Hej! I am ashamed to say that this is the only Swedish I was able to learn at the 2nd Machine Learning in High Energy Physics Summer School you already heard about from Giles. ML-wise the school was quite instructive, though, especially due to competitions organized during the school. I also have a challenge for you!
The school, which lasted a week, included lectures explaining different techniques and seminars where the techniques were actually applied to example datasets, all of them accessible at the official MLHEP2016 repository, so check them out!
While we started simple, reviewing basic supervised machine learning concepts and following a Numpy/Pandas/matplotlib tutorial, we rapidly got up to speed and moved to more advanced techniques (e.g. boosting, regularization and deep neural networks). In parallel with the mentioned not-so-basic lectures, advanced lectures on the use of ML algorithms for trigger selection, assuring research reproducibility when using ML tools, and track reconstruction were offered.
Data Science competitions
But that was not all: also two ML competitions were organized! I am quite fond of this kind of challenges. I participated in the Higgs Boson Machine Learning Challenge during the Summer of 2014, the first global HEP-based ML competition ever organized.
In case you have never heard of Data Science competitions before, here is how it goes. Typically you are provided with a dataset which you have to use to accomplish a certain machine learning task with a well defined rating score. In a classification competition, usually you have access to a labelled dataset which can be used to train your classifier and an unlabelled dataset aimed for scoring. The predictions over the unlabelled dataset are sent to the challenge organizers and they use the actual labels to score your submission according to their metric of choice (e.g. AUC).
The most popular platform for Data Science competitions is Kaggle, where you can find interesting machine learning problems to work on all year long, some of them with prizes of the order of 10000 $ or recruitment offers for the winning team. If you are into machine learning and have some spare time, I highly recommend joining one of the challenges. Friendly competition is quite a nice way to learn and improve, both in machine learning techniques and in the particular knowledge domain of the specific competition.
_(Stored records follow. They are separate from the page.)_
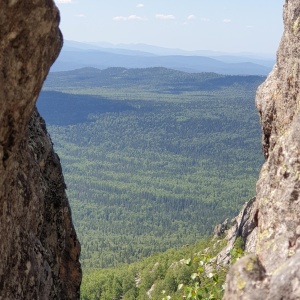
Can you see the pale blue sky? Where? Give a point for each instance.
(220, 25)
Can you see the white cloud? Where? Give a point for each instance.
(135, 17)
(165, 17)
(129, 18)
(64, 1)
(204, 19)
(191, 17)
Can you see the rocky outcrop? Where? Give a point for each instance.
(244, 226)
(275, 273)
(39, 248)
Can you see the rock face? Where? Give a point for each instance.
(244, 226)
(274, 272)
(39, 248)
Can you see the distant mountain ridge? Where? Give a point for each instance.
(78, 55)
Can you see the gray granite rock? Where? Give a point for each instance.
(278, 203)
(39, 248)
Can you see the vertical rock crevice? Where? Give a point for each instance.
(39, 248)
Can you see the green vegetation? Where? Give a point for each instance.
(161, 276)
(153, 158)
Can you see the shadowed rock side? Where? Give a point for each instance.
(39, 249)
(273, 271)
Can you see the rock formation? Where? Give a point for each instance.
(39, 248)
(273, 271)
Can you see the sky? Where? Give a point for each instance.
(233, 26)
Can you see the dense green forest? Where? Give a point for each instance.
(153, 158)
(160, 275)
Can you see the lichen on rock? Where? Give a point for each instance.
(39, 248)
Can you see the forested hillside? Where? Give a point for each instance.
(153, 158)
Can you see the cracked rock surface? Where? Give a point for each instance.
(277, 192)
(39, 248)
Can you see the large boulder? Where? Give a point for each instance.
(39, 248)
(277, 198)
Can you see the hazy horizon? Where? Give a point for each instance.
(224, 26)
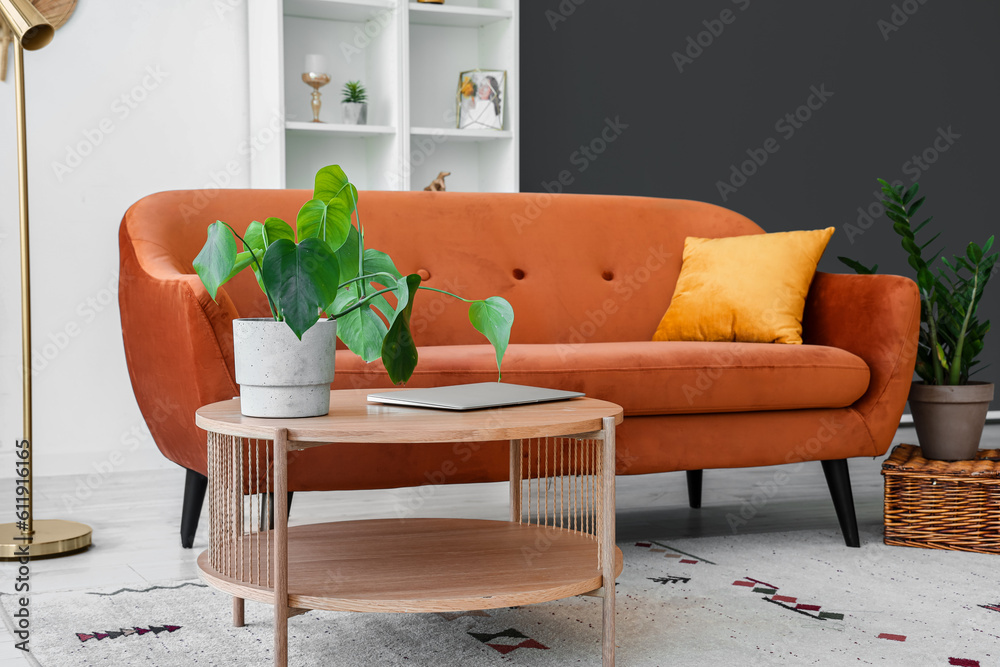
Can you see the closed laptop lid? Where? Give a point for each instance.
(473, 396)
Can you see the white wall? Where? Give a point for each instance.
(132, 97)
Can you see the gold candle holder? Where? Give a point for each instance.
(317, 81)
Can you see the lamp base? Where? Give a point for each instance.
(52, 537)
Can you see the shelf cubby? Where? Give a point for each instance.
(409, 56)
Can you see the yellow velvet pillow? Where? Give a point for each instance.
(744, 288)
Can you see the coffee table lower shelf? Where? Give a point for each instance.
(418, 565)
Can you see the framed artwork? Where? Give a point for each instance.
(481, 94)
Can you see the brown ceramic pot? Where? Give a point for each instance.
(949, 418)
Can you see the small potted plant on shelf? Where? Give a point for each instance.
(949, 410)
(285, 364)
(354, 103)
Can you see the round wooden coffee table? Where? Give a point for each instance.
(560, 541)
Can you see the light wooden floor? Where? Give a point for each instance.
(136, 516)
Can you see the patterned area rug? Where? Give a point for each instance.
(798, 598)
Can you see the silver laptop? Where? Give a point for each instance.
(473, 396)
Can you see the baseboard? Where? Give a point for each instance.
(992, 417)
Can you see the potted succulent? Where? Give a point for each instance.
(354, 103)
(949, 410)
(285, 364)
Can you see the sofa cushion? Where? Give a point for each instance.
(647, 378)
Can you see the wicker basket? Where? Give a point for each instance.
(941, 504)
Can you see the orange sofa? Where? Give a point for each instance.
(589, 278)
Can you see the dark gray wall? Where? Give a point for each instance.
(899, 77)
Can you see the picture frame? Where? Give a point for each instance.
(480, 99)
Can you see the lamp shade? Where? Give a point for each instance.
(30, 28)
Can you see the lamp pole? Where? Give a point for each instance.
(27, 537)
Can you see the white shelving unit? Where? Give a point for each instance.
(409, 56)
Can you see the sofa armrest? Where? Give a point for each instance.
(178, 347)
(876, 317)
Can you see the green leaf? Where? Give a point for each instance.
(361, 330)
(930, 241)
(243, 260)
(925, 280)
(974, 253)
(215, 262)
(493, 318)
(922, 224)
(260, 236)
(332, 182)
(399, 352)
(327, 221)
(301, 279)
(896, 208)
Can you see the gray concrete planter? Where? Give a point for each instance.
(949, 418)
(280, 375)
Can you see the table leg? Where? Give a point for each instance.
(608, 540)
(515, 481)
(237, 612)
(281, 548)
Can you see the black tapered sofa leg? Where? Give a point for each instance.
(194, 496)
(694, 488)
(267, 510)
(839, 480)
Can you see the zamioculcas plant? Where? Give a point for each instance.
(321, 266)
(951, 336)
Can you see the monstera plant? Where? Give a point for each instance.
(949, 409)
(320, 270)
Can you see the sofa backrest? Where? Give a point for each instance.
(576, 268)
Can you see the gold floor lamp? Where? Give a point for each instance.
(27, 537)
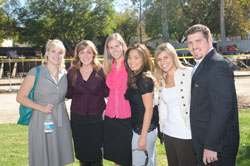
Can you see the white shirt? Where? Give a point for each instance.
(175, 125)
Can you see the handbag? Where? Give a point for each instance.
(25, 112)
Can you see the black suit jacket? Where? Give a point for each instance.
(214, 112)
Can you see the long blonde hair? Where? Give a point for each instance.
(170, 50)
(76, 62)
(108, 59)
(58, 44)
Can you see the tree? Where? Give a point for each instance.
(164, 21)
(69, 20)
(182, 14)
(127, 25)
(8, 23)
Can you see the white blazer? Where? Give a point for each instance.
(182, 79)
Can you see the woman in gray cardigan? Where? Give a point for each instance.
(174, 105)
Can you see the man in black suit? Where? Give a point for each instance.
(213, 112)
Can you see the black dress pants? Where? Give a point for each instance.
(179, 151)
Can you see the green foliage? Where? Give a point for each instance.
(185, 13)
(8, 23)
(127, 25)
(71, 21)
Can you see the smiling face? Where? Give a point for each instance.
(86, 56)
(55, 55)
(135, 61)
(115, 50)
(199, 45)
(166, 62)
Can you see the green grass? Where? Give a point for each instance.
(14, 145)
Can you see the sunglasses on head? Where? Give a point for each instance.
(146, 154)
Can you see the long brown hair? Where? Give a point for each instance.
(146, 65)
(76, 62)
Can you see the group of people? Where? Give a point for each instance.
(113, 113)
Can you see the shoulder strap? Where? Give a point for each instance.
(37, 74)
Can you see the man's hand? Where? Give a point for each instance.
(209, 156)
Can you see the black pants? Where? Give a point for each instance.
(222, 161)
(179, 151)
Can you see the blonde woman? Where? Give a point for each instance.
(117, 122)
(174, 105)
(87, 89)
(48, 149)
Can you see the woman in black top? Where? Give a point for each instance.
(140, 96)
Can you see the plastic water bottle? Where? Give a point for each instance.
(48, 124)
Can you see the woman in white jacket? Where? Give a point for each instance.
(174, 105)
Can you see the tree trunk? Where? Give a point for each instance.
(164, 21)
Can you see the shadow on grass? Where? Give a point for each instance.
(243, 157)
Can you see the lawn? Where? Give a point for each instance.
(14, 148)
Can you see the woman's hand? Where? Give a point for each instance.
(142, 143)
(150, 75)
(48, 108)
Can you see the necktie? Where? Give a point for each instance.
(195, 67)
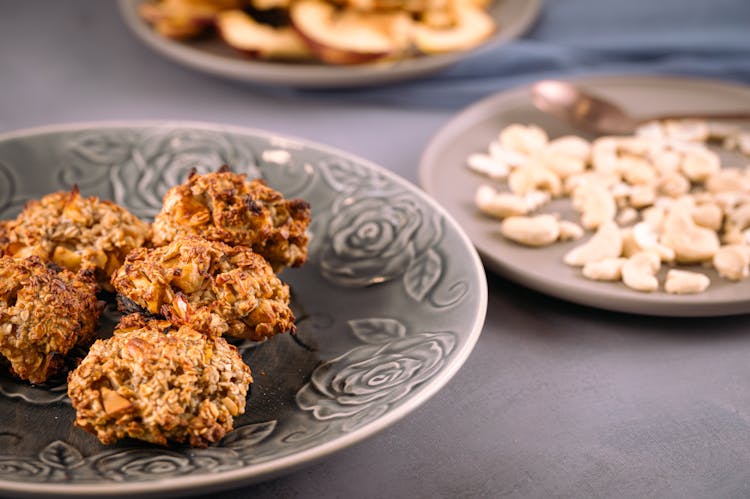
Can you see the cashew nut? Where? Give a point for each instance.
(636, 170)
(700, 163)
(673, 184)
(534, 177)
(609, 269)
(605, 243)
(738, 220)
(604, 157)
(539, 230)
(708, 215)
(643, 237)
(566, 155)
(666, 161)
(639, 271)
(685, 282)
(728, 180)
(505, 155)
(595, 203)
(732, 261)
(642, 195)
(690, 242)
(570, 231)
(627, 216)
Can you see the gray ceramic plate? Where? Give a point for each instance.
(514, 17)
(443, 175)
(389, 306)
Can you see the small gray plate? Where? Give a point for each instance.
(388, 307)
(444, 175)
(513, 17)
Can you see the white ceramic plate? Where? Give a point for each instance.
(388, 307)
(514, 18)
(443, 175)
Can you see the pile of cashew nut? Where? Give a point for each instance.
(660, 196)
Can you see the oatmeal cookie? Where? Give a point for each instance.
(76, 233)
(209, 286)
(226, 207)
(160, 383)
(45, 312)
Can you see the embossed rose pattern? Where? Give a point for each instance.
(61, 462)
(367, 381)
(369, 230)
(140, 169)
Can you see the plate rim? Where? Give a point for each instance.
(317, 76)
(464, 118)
(262, 471)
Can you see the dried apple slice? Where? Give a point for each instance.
(472, 26)
(348, 36)
(181, 19)
(241, 32)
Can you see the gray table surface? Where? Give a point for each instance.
(556, 400)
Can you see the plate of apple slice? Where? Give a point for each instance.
(325, 43)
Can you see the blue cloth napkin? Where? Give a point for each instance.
(706, 38)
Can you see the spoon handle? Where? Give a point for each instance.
(724, 116)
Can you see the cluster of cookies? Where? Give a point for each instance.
(205, 268)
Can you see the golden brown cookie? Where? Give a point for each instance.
(210, 286)
(76, 233)
(45, 311)
(226, 207)
(160, 383)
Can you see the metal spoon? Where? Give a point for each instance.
(597, 115)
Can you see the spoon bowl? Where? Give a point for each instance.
(592, 113)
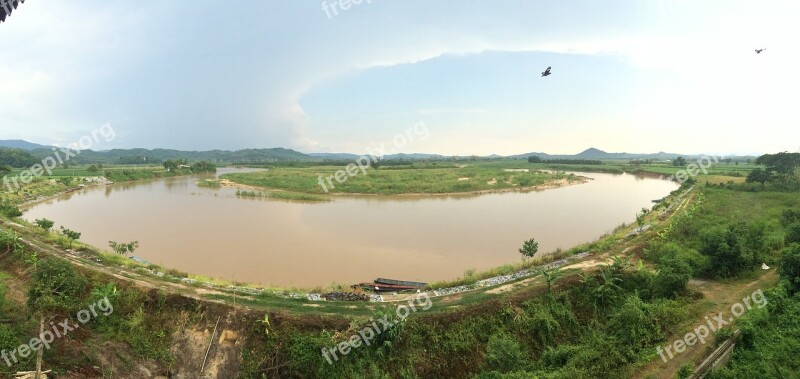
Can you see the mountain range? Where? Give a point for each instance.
(281, 154)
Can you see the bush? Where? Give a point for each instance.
(792, 234)
(790, 266)
(56, 287)
(734, 249)
(503, 354)
(673, 275)
(9, 210)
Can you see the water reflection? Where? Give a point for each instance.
(212, 231)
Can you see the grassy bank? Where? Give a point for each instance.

At the end of the challenge, commonly the best teams explain in detail how they achieved their scores, which is usually very instructive and gives you some insights for future competitions. The workshop challenges were organized with Kaggle in Class, where anyone can set up challenges for academic and educational purposes free of charge.
The aim of the first challenge was to develop a machine learning-based trigger system, able to classify an event as interesting enough to be kept or as non-interesting and thus to be thrown away. A trigger system is a well-defined classification problem, and complex machine learning rules based on several features can improve the fraction of useful data that is stored.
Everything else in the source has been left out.